Je m’abritai derrière une petite dune et je ne fus pas longtemps sans la voir apparaître à la porte de l’auberge. Elle regarda de droite et de gauche et, ne voyant personne, elle prit un sentier qui conduisait directement à la mer. Je la suivis aussitôt sans me montrer, pensant que plus elle irait loin, plus j’aurais le temps de lui parler ; dans le sable, il m’était facile de marcher sans être entendu. Le sentier où elle cheminait montait dans les dunes, et, arrivé au sommet de l’une d’elles, je pus étudier ce pays désert où était située notre auberge. Nulle maison n’était visible, sauf celle de Bazin et le moulin à vent ; la mer s’étendait à perte de vue et deux ou trois navires se profilaient au soleil.
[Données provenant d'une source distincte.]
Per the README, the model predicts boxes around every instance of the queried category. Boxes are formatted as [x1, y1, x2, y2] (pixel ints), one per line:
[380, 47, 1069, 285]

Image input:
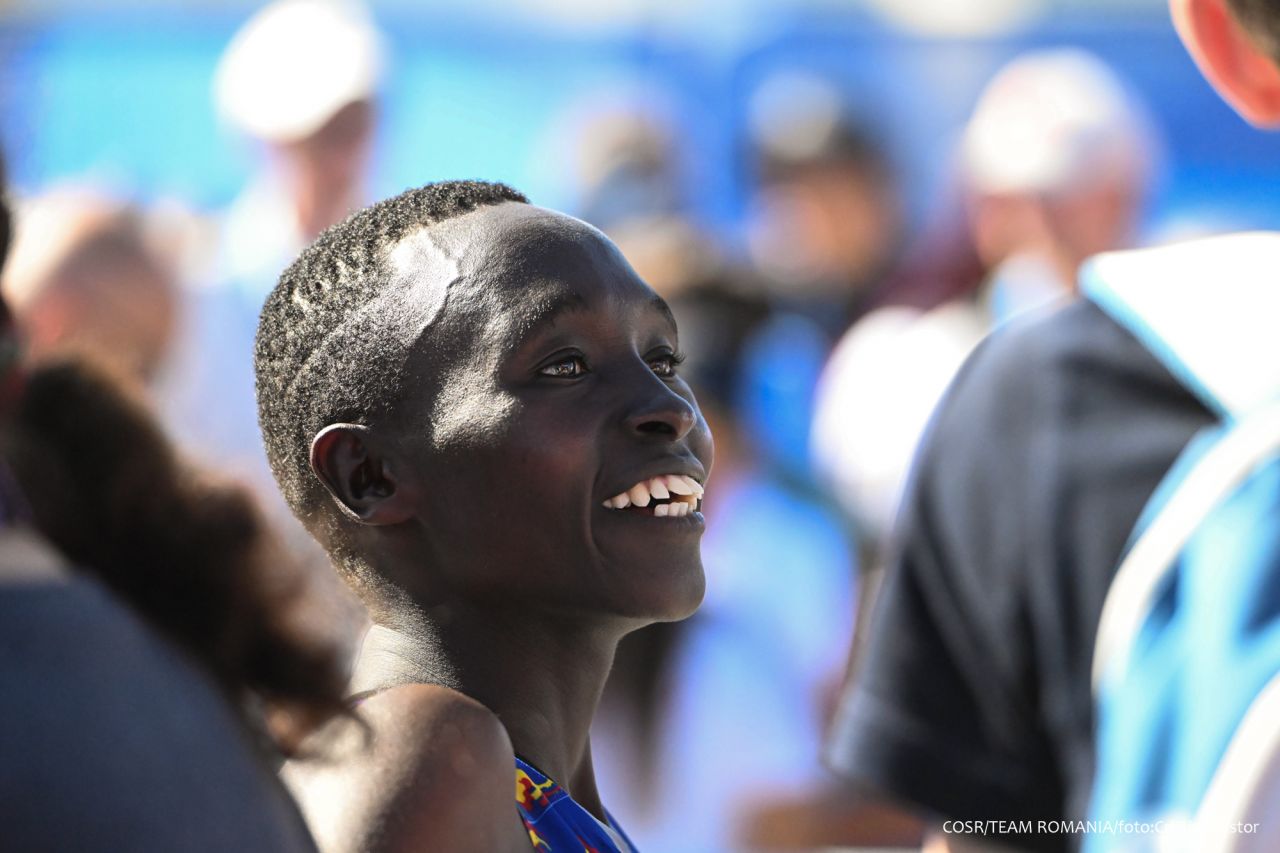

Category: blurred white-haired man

L’un d’eux me parut bien grand pour s’approcher ainsi de la côte et je tressaillis en reconnaissant le Seahorse. Que venait faire là ce vaisseau anglais, si près des côtes de France ? Pourquoi Alan avait-il été attiré dans ce voisinage et cela dans un endroit si éloigné de tout secours ? Était-ce par hasard que la fille de James More se promenait dans ces parages ?

Toutes ces questions se pressaient à mon esprit.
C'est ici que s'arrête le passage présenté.